FBI chief Kash Patel has sent FBI employees scrambling to probe a 20th-century mystery—this time over Jimmy Hoffa.
Keystone Kash ordered bureau staff to “immediately” search their workstations and digital archives for any material related to the disappearance of the former Teamsters boss, according to CNN.
The directive landed nearly a month into the federal government shutdown and is the latest in a series of odd internal orders demanding agents dig up records connected to decades-old mysteries.
It follows a Fox Nation segment in July that featured Hoffa’s son, James P. Hoffa, calling on President Donald Trump to release all FBI files tied to his father’s case.

“Let’s find out what really happened,” Hoffa said in an interview for the final two episodes of Fox Nation’s Riddle: The Search for James R. Hoffa with Eric Shawn. “President Trump, release the files. I don’t know what’s in those files... the American public, the Teamsters Union, our family deserve it, and I think you’ll do it.”
Two law enforcement sources told CNN that the Hoffa hunt has since been revived.
Hoffa’s name has haunted American true-crime history since July 30, 1975, when he vanished outside a Michigan restaurant. Once one of the most powerful labor leaders in the country, Hoffa was forced from the Teamsters after serving time for jury tampering and fraud in 1971.

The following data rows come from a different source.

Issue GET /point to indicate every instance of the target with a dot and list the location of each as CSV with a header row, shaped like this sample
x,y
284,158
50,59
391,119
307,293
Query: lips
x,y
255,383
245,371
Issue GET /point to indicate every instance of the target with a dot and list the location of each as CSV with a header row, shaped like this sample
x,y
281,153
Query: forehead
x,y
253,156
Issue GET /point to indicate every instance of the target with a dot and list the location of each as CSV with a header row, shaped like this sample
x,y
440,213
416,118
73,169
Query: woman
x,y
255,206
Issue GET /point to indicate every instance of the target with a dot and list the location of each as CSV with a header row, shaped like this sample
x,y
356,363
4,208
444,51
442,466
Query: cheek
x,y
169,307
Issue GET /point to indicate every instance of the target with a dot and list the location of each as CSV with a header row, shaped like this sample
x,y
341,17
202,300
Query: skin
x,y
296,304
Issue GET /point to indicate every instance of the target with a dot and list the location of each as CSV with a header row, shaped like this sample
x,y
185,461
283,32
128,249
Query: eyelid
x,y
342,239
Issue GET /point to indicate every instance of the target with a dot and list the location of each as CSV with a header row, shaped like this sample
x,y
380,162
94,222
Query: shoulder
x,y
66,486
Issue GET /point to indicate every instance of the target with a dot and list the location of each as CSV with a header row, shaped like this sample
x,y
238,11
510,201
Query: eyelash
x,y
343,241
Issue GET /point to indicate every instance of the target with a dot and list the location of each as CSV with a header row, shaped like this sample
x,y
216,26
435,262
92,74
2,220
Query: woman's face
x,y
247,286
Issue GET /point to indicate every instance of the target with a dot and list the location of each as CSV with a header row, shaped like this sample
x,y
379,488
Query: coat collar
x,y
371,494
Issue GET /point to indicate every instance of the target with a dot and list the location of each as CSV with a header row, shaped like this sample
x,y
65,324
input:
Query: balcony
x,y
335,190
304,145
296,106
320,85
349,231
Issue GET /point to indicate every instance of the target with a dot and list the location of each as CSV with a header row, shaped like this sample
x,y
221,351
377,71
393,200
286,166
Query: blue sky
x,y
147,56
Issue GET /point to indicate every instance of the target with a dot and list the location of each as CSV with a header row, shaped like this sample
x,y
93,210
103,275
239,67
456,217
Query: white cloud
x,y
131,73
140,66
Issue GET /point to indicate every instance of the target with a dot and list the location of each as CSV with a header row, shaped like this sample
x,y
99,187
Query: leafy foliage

In 1967, he was convicted of jury tampering, attempted bribery, and mail fraud after a years-long federal pursuit that exposed how deeply mob money had seeped into the union.
Prosecutors said Hoffa tried to buy off a juror during an earlier trial for taking illegal payments from trucking companies, and used union pension funds like his personal piggybank—funneling millions into shady loans that doubled as mob investments. The verdict sent the country’s most feared labor leader to federal prison in 1967.
His 13-year sentence was commuted by President Richard Nixon in 1971 on the condition that he steer clear of union activity until 1980. He ignored that, trying to claw back power from rivals with deep mob ties—and disappeared before he could succeed.
Over the decades, the FBI has chased Hoffa’s ghost through New Jersey marshes, Michigan fields, and suburban driveways, never finding a trace.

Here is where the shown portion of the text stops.